In an intriguing day’s action at Canada, Australia couldn’t overcome defending champions Japan in the quarterfinal on Saturday. The heat at Edmonton’s Commonwealth Stadium was beating down on the players’ backs as they vied for superiority on the field. Just when, the match looked like going to extra time and penalty shoot-out thereafter, Australia were thunderstruck by Japan’s 87th minute winner. The day’s second match at Vancouver involved hosts Canada playing against England and the entire nation hinged its hope for the Canadian victory. That didn’t happen despite Canada engaging with their opponents in a fascinating battle. The contest had a whirlwind start and numerous moments of thrill. With England taking a 2-0 lead within 15 minutes, the crowd support for the home nation was still raucous. Just before the break, Canada’s captain Christine Sinclair, pounced on a handling error committed by England’s goalkeeper Karen Bardsley and reduced the deficit to 2-1. With the entire second half to follow, Sinclair’s goal gave the Canadians a lifeline. But nothing changed in the second half though there was no shortage of the thrilling moments. In the end, England shattered the nation’s dream by scoring a 2-1 victory.
Defending champions Japan didn’t have it easy against the hugely committed Australian women in the quarterfinal at Edmonton. Japan had the lion’s share of the ball and that deprived the Australians to exhibit their attacking style, seen in earlier matches. Japan launched the attack in the beginning as Shinobu Ohno displayed her composure and ingenuity by taking a shot at the goal from a long pass. To her disappointment, the ball flew over the crossbar. Minute later, Ohno charged into the Australian goal area once again and picked up a low cross from Nahomi Kawasumi from the left side. But her effort missed the target once again. Australia made many counter-attacking moves and Sam Kerr led the charge. She won a free kick but Alanna Kennedy’s effort was wasted. Japan made another attempt from a corner kick but Azusa Iwashimizu’s powerful header was cleared in front of the goal-line. Despite attempts from both sides, the first half ended scoreless.
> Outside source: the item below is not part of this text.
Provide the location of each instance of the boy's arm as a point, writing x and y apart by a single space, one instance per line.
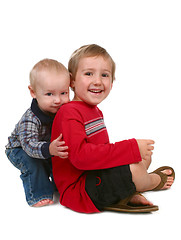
29 138
88 156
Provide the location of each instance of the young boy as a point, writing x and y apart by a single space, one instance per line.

In the second half, Australia showed better command and could have taken the lead but Kerr’s shot from the edge of penalty area was brilliant saved by Japanese goalkeeper Ayumi Kaihori. Australia had another close chance within a minute but Emily Van Egmond’s long range effort went over the crossbar. As extra time neared, Japan’s captain Aya Miyama came up with a classy flick that narrowly missed the target at near post. Moments later, Japan got one more chance, when Kawasumi sent a lovely cross to Ogimi but her shot missed the target. The play was confined to the Australian goal area and when Japan got a corner, Australians failed to clear it and ball fell in the path of Iwabuchi in the 87th minute. This time, Iwabuchi was bang on target and Japan sailed into the semifinal. For the place in the final, Japan will have to beat England, who defeated hosts Canada in the second semifinal of the day.
In the second quarterfinal at Vancouver, England played Canada knowing fully well that they were destined to be against a partisan crowd, which would wholeheartedly back the host nation. But disregarding all that, England raced ahead with an early 2-0 lead before anyone could blink! In the 11th minute, a sloppy kick from Canada’s Lauren Sesselmann resulted in the loss of possession as Jodie Taylor made most of the opportunity. The Englishwoman sprinted smartly beat Allysha Chapman on the way before drilling accurately past goalkeeper Erin McLeod. Three minutes later, England doubled their lead, when Fara Williams sent a free-kick to Canada’s back post. Lucy Bronze, rose above Allysha Chapman and sent a powerful header into the goal to leave the BC Place Stadium stunned. Canadians tried to come back into the game but England played with confidence after the 2-0 lead. Three minutes before halftime, Canada pulled one back, when Ashley Lawrence’s attempt was spilled by Bardsley in the path of Christine Sinclair and the Canada skipper made no mistake. In the second half, Canada pressed hard to find the equalizer but couldn’t succeed because England also found opportunities of counter-attack. No goals accrued in the thrilling second half and it turned out to be England’s day at Vancouver. Their next match is scheduled for Wednesday against Japan at Edmonton.